Dr. Fee: I think there are huge connections and one of them is through design. We have a young student right now who is starting up her own company, based on a line of clothes that she has created through our fashion program. It’s about making clothing for little girls who have complex medical problems. The idea is to create clothes that allow tubing to be run through them. It allows breathing apparatus to be imbedded into a vest or a jacket, so little girls can feel that they’re not always in the hospital, that they are not always on display. There are huge advances in terms of textiles, and what we often think about as fashion, that can move us into the world of supporting health and medicine.

Ray Hudson: The School of Nursing is a significant program of the University. Could we see it evolving to the point of turning out Nurse Practitioners for example?

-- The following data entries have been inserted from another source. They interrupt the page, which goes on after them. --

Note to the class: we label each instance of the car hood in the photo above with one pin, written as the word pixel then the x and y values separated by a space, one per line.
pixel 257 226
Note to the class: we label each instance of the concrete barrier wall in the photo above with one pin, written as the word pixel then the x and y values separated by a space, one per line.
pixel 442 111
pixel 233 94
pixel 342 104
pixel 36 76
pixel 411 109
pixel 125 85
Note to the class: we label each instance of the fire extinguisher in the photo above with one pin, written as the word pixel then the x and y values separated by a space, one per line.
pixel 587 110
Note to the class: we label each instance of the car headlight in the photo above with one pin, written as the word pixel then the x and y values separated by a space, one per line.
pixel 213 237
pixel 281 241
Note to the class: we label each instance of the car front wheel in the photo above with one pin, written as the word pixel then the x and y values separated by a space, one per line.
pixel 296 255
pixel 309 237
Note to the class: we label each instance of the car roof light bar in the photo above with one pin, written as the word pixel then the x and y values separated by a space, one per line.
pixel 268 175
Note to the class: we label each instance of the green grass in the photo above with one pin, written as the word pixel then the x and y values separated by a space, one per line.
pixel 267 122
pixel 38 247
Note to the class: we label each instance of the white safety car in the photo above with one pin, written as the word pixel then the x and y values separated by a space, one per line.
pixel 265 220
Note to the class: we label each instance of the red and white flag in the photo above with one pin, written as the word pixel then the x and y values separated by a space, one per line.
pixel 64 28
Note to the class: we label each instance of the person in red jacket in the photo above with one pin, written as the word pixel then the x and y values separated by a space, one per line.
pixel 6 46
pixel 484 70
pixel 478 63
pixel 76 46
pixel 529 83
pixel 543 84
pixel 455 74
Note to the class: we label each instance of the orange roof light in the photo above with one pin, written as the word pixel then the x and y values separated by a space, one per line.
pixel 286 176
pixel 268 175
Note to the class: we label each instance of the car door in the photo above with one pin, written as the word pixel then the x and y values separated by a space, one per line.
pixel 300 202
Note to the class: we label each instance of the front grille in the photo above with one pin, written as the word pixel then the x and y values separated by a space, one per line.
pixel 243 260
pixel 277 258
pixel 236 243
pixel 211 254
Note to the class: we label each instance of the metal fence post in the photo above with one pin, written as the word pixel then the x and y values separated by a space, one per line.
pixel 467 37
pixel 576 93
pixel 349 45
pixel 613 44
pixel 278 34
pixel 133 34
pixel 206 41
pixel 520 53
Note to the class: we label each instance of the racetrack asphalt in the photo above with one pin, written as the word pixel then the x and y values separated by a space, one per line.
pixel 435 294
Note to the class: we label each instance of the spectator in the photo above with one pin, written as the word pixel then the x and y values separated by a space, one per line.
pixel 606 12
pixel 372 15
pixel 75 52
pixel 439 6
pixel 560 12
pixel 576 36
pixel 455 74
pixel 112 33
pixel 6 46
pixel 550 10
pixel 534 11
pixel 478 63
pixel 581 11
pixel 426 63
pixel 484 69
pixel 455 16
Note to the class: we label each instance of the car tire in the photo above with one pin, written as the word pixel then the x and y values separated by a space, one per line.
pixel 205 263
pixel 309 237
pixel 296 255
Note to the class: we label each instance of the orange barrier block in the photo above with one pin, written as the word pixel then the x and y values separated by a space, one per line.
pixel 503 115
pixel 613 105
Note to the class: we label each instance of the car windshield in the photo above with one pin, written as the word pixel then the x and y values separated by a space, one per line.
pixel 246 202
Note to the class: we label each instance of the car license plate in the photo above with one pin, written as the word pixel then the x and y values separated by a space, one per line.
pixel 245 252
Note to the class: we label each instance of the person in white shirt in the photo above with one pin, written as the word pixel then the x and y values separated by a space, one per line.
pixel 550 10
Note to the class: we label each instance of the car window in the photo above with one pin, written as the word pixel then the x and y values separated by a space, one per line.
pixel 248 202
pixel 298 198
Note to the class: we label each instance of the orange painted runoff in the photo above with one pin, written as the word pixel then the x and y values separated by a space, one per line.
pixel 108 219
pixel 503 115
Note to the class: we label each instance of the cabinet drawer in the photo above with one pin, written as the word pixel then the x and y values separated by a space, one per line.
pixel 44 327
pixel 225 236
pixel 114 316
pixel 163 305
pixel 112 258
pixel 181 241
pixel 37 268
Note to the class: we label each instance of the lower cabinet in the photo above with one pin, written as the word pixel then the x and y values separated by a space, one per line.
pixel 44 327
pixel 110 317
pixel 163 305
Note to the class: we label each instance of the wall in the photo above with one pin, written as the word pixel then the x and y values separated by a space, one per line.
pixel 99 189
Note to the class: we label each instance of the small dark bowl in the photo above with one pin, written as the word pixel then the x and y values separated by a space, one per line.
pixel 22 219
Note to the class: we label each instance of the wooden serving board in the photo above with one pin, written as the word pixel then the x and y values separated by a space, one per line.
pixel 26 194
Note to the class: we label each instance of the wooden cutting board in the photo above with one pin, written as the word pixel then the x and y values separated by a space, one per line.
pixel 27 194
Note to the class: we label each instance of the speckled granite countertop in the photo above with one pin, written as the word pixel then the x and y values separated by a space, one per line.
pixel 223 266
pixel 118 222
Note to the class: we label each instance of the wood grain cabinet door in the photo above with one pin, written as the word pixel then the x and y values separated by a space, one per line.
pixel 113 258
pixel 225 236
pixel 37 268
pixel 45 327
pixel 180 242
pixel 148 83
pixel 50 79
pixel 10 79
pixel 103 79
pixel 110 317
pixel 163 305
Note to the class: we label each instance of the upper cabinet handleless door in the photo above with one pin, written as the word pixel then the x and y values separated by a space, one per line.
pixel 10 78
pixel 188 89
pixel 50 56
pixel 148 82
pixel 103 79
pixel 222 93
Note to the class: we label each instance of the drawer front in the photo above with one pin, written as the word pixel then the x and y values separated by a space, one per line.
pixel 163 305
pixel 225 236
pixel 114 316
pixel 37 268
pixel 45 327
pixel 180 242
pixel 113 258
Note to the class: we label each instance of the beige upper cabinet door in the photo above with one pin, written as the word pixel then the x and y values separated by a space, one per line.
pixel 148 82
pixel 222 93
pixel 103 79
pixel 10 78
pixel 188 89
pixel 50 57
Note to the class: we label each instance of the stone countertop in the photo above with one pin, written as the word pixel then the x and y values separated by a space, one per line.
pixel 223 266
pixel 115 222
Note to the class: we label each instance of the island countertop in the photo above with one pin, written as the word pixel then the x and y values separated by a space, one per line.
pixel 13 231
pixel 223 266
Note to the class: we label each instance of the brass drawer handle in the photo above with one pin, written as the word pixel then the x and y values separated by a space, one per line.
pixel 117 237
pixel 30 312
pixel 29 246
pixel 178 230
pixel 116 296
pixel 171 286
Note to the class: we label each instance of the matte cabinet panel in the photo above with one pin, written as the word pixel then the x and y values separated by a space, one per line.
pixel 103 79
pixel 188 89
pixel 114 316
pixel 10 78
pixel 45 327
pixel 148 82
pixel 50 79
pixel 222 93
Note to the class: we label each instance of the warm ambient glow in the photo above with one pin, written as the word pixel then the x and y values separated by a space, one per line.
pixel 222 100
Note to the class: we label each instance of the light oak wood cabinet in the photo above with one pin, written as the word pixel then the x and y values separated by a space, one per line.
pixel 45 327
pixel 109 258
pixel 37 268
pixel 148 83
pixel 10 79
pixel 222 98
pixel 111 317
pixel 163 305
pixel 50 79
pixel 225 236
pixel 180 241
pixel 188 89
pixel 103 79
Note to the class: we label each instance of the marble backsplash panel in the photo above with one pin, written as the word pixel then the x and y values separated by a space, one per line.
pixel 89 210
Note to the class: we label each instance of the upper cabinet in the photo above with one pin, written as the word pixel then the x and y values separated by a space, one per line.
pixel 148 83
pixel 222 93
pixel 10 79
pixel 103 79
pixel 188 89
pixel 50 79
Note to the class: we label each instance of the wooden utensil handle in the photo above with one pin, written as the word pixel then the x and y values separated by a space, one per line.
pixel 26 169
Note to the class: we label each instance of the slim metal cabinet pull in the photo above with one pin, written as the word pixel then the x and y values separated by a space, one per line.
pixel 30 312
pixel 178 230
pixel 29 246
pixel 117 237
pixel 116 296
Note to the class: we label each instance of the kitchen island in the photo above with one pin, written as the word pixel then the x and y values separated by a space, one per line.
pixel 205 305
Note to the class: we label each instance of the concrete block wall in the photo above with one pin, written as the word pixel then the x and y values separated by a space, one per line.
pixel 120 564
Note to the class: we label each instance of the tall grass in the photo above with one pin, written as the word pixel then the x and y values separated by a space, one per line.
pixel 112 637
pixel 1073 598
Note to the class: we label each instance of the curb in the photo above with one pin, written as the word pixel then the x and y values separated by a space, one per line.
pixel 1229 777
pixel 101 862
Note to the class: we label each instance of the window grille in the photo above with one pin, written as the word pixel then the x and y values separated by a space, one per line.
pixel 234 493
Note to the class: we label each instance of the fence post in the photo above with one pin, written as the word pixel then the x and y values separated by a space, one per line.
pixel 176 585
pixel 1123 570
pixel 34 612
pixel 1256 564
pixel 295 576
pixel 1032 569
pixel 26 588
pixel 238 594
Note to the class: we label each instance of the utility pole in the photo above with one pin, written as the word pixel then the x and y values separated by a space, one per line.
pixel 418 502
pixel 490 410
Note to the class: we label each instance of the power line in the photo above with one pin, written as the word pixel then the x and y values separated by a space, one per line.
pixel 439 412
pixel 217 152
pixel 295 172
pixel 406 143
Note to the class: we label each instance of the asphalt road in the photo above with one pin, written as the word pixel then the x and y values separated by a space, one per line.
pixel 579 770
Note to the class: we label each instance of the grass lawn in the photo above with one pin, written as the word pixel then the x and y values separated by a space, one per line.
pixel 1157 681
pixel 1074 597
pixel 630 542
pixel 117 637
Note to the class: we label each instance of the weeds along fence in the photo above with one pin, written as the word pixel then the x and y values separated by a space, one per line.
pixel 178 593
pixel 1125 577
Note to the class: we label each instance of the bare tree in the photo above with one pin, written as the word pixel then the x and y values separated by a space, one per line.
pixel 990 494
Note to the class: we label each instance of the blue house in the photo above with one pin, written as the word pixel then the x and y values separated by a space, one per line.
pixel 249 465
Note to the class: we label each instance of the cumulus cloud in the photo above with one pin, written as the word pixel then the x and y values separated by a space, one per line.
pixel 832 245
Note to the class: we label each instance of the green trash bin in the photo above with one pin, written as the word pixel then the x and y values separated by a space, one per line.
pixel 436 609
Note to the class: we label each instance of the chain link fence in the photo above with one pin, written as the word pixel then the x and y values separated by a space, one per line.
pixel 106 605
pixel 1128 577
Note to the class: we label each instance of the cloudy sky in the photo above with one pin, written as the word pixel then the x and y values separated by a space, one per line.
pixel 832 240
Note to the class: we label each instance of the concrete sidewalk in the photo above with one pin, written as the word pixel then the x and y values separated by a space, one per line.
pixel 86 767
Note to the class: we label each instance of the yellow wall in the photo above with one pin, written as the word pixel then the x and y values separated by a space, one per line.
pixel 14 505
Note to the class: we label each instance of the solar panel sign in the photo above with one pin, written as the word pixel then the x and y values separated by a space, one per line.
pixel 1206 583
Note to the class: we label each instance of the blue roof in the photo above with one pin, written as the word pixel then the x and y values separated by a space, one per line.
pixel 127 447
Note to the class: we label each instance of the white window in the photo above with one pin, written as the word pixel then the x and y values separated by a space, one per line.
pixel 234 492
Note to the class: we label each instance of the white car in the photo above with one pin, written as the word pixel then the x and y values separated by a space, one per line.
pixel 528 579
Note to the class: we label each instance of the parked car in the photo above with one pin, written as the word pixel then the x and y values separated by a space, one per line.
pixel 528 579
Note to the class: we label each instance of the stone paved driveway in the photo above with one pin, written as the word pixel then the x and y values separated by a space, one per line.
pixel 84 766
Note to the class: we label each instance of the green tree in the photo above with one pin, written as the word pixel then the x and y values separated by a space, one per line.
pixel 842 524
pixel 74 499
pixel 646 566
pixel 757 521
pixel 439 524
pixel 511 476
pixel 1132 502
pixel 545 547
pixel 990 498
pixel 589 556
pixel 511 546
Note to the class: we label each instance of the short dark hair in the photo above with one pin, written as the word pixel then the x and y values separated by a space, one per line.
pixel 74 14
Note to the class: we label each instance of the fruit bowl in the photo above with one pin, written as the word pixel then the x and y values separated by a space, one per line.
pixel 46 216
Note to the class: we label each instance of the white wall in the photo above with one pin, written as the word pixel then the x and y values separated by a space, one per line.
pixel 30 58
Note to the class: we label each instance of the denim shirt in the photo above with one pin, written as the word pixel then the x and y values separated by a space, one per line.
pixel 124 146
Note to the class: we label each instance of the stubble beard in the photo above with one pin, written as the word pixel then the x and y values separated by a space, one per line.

Dr. Fee: I think that’s probably where we’re thinking of going next. We’ve just done a full review of all our nursing programs so that students will be able to come into a first year of exploratory programming in health and nursing and then decide where to go from there. We are also working on developing a program in Chinese Traditional Medicine and herbology, which is being done in conjunction with the University of BC. The private schools are teaching the Acupuncture programs, but our program would allow that kind of education to be given to MDs as alternatives to western modalities.

Ray Hudson: You mentioned design in a number of different contexts. Tell me more about the design school in Richmond?

Dr. Fee: It’s so new, I’m not even sure where it’s all going. What we are working to do, in conjunction with Chip and Shannon Wilson, is to create a design centre in BC. Our programs are in fashion and fashion marketing, interior design, graphic design, but one of the things our students are telling us is that there is a world of design which is about designing answers to critical questions, about learning the background processes of design thinking to help solve the world’s complex problems. So design doesn’t need to be just about products necessarily, it can be about answering problems, conceptual approaches and challenges.

Ray Hudson: You are about to expand business education considerably at the future downtown Surrey campus at Surrey Centre.

Dr. Fee: The new campus will be opening in Central Plaza, downtown Surrey in early 2017, in the 52 story project known as the 3 Civic Plaza. This complex will offer a boutique hotel, high-rise condominiums and house Kwantlen Polytechnic’s downtown campus, which will be the focus of the continuing professional studies and our post baccalaureate programs in business. It will join the four other campuses in Newton, Richmond, Cloverdale and Langley.